Even so certain points can be made. The movement is now marking time even in Sind where alone it acquired mass support. A lot of time must elapse before the campaign can be revived in a meaningful sense of the term. That is the lesson of history in the sub-continent. Gandhiji spaced his movements by a decade or so. We witnessed the first major political upsurge in what is now Pakistan in 1968, the second in 1977 and the third in 1983. It has been a different story in Bangladesh since 1971. But on the face of it, Pakistan is very different from Bangladesh because the coercive apparatus of the state is better organised and more impervious to popular aspirations there. Thus regardless of whether the movement has been formally called off or not, General Zia-ul-Haq can congratulate himself on having won another round in the contest with forces of democracy; and his backers in Washington, Riyadh and elsewhere can sit back in the assurance that he will be there for quite some time to honour the commitments he has made to them in return for their generous assistance.
This is not a surprising development for a variety of reasons. General Zia’s fate hinged on whether the top military brass would stay loyal to him, or decide to dump him if only to buy a respite for itself. Once the movement came to be centred in Sind and there too mainly on the Sindhis (the Urdu-speaking people from India in Karachi and elsewhere more or less kept out of it), the General did not have much reason to worry about his military colleagues. As is well known, most of them come from Punjab and the adjoining areas of the NWFP. As such they were not under the kind of social and psychological pressure which could have obliged them to break with General Zia. It could have been a different matter if the movement had engulfed Punjab in the same way it engulfed Sind. But it did not. Indeed, even Baluch leaders, who are most aggrieved against the military which has violently and ruthlessly suppressed them in the past, decided to keep out of the movement. We can speculate on the factors and calculations which led them to act the way they have but that would not be particularly pertinent in the present context. Right now, we are only concerned with the fact that the Baluch non-participation weakened the movement and facilitated the task of the Pakistan government to crush it.

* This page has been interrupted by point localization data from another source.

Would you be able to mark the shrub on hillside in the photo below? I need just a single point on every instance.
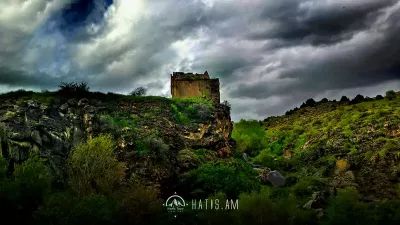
(139, 91)
(358, 99)
(344, 99)
(73, 88)
(227, 104)
(390, 95)
(250, 136)
(324, 100)
(346, 208)
(309, 103)
(93, 167)
(231, 178)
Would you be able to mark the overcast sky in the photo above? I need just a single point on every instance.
(270, 55)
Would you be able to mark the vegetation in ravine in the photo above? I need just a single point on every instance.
(348, 149)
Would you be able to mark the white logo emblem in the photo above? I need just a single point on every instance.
(175, 203)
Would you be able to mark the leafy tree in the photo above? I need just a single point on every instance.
(73, 88)
(390, 95)
(344, 99)
(324, 100)
(358, 99)
(139, 91)
(310, 102)
(227, 104)
(249, 136)
(346, 208)
(231, 178)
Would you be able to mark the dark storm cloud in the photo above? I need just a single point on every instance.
(12, 77)
(269, 55)
(359, 66)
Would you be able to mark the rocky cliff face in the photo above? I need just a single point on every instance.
(51, 128)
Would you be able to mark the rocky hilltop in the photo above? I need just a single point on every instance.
(50, 124)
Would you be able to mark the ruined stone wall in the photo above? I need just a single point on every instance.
(189, 85)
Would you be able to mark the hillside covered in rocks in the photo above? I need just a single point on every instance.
(50, 124)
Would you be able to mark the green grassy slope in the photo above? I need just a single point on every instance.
(337, 144)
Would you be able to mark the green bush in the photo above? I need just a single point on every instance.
(263, 208)
(346, 208)
(390, 95)
(231, 178)
(250, 136)
(153, 147)
(93, 167)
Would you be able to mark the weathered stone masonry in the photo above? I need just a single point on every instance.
(189, 85)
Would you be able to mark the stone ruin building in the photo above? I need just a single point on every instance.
(189, 85)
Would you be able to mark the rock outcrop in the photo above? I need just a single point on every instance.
(51, 130)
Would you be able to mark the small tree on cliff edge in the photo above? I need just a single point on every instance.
(390, 95)
(139, 91)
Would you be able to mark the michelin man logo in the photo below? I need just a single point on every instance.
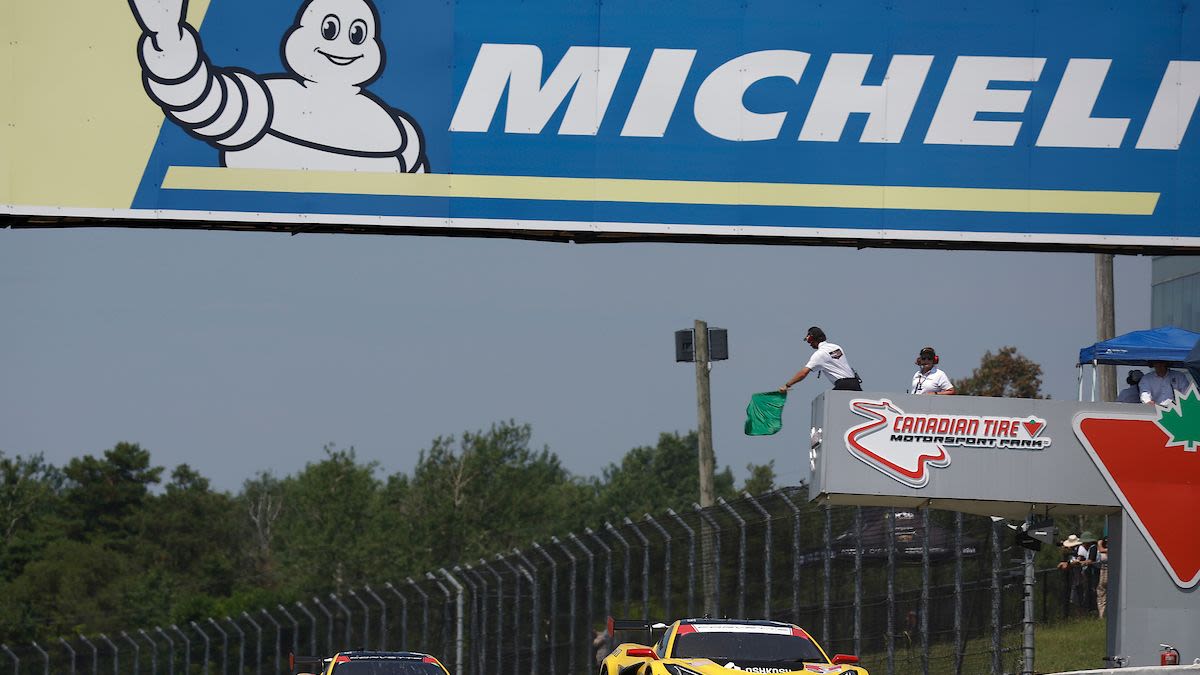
(317, 115)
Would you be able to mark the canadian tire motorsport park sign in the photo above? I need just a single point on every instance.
(1049, 125)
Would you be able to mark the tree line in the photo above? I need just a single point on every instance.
(113, 542)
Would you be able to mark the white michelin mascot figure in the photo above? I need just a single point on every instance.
(317, 115)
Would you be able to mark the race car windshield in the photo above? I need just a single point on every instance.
(747, 646)
(387, 668)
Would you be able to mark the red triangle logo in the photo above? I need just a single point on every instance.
(1159, 487)
(1033, 426)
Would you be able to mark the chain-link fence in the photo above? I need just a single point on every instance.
(909, 591)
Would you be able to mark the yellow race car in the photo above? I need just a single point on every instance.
(723, 646)
(369, 663)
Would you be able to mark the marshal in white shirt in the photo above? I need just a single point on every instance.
(933, 382)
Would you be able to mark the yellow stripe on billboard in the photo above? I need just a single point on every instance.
(665, 191)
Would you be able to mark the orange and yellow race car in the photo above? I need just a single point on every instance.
(369, 663)
(724, 646)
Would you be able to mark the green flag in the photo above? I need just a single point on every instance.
(765, 414)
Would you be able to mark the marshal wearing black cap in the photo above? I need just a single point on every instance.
(929, 378)
(829, 359)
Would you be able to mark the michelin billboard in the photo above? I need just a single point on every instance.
(1023, 124)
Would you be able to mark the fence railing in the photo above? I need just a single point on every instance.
(909, 591)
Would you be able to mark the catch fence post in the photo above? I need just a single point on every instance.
(445, 610)
(959, 637)
(535, 620)
(742, 554)
(766, 554)
(715, 529)
(889, 639)
(312, 629)
(171, 650)
(71, 650)
(154, 650)
(646, 569)
(205, 638)
(46, 658)
(499, 614)
(95, 655)
(187, 650)
(225, 645)
(279, 637)
(366, 619)
(607, 571)
(827, 583)
(796, 557)
(575, 622)
(553, 605)
(666, 565)
(589, 610)
(137, 652)
(459, 644)
(241, 645)
(624, 544)
(16, 662)
(117, 653)
(479, 617)
(347, 641)
(403, 615)
(329, 626)
(258, 643)
(691, 559)
(472, 633)
(858, 579)
(924, 591)
(516, 614)
(383, 617)
(996, 617)
(425, 614)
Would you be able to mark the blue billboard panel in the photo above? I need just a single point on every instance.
(1045, 125)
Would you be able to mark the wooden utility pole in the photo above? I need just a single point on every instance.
(1105, 324)
(707, 461)
(705, 416)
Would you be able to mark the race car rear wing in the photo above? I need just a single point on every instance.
(635, 625)
(298, 664)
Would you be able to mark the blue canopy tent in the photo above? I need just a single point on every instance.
(1141, 347)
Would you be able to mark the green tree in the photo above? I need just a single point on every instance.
(1006, 374)
(761, 479)
(103, 494)
(653, 478)
(323, 536)
(487, 493)
(29, 497)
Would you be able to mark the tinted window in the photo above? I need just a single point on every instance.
(754, 646)
(387, 668)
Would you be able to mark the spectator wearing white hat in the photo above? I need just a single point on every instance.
(1131, 394)
(1159, 387)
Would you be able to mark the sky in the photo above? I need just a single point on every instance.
(241, 352)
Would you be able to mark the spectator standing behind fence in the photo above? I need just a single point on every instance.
(1161, 384)
(829, 359)
(1073, 555)
(930, 378)
(1102, 586)
(1131, 394)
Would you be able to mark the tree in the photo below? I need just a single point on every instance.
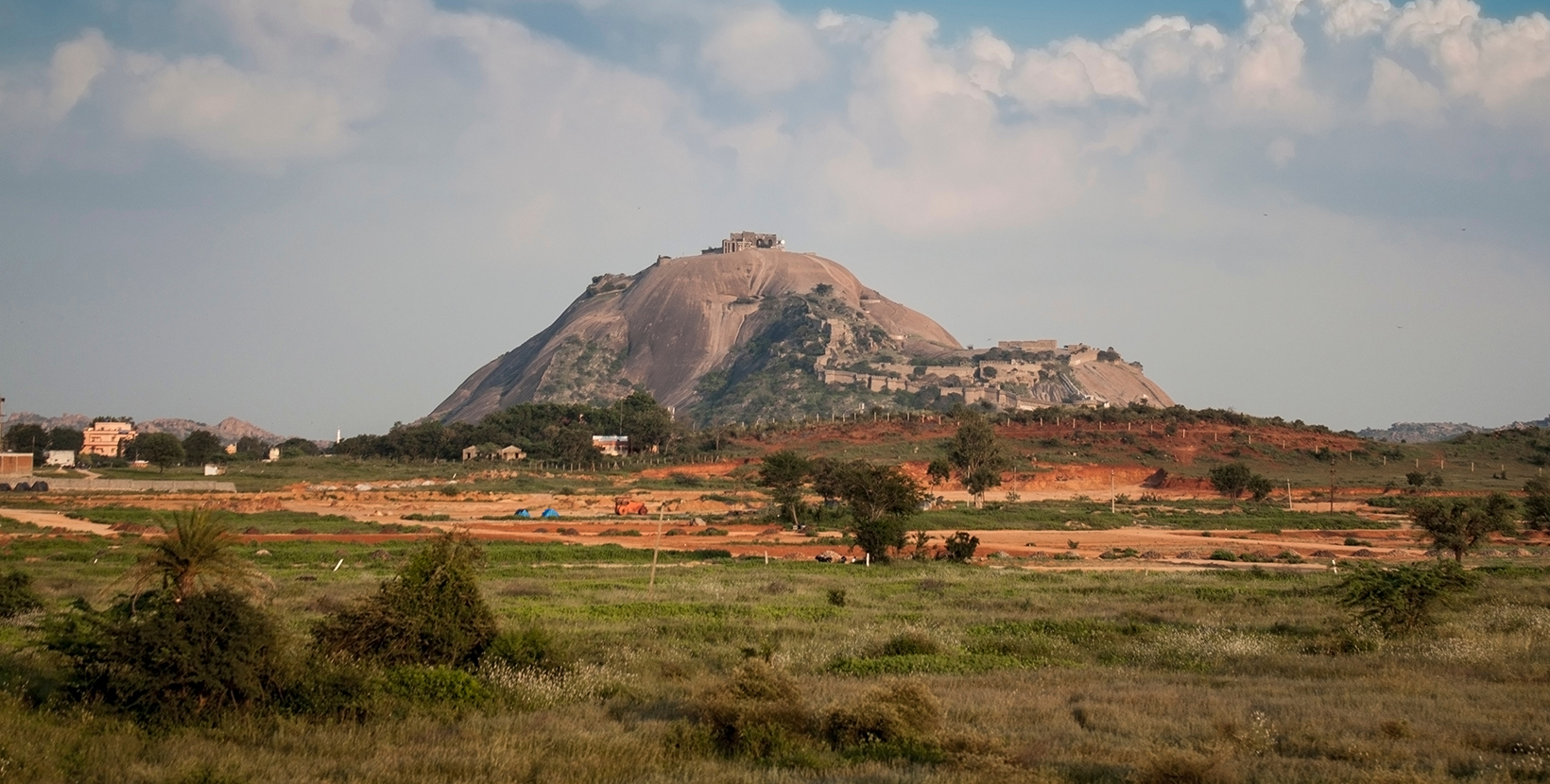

General Zia has interpreted the failure of the movement to secure his exit as an endorsement of his programme to establish his version of an Islamic order in Pakistan. Interestingly enough, his scheme has less to do with Islam, however one may interpret it, than with the so-called Turkish model, so-called because in Turkey the Generals do allow free elections and permit the majority party or coalition to form government which he has no intention to do. The constituents of his scheme are clear. The military rule is to be perpetuated under a deceptive veneer of Islamic laws. It is now certain that he will not allow elections to be fought on party lines if they are held at all even in 1985 which is by no means certain, and that all powers would rest in the presidency which he has every intention to occupy. There can be no question of decentralization of power and respect for the rights of linguistic-cultural minorities under such a set-up. This cannot but keep simmering the embers of Sindhi nationalism which we have witnessed recently and of Baluch and Pushtoon nationalisms we saw earlier. Thus the crisis in Pakistan has only been suppressed; it has not been resolved.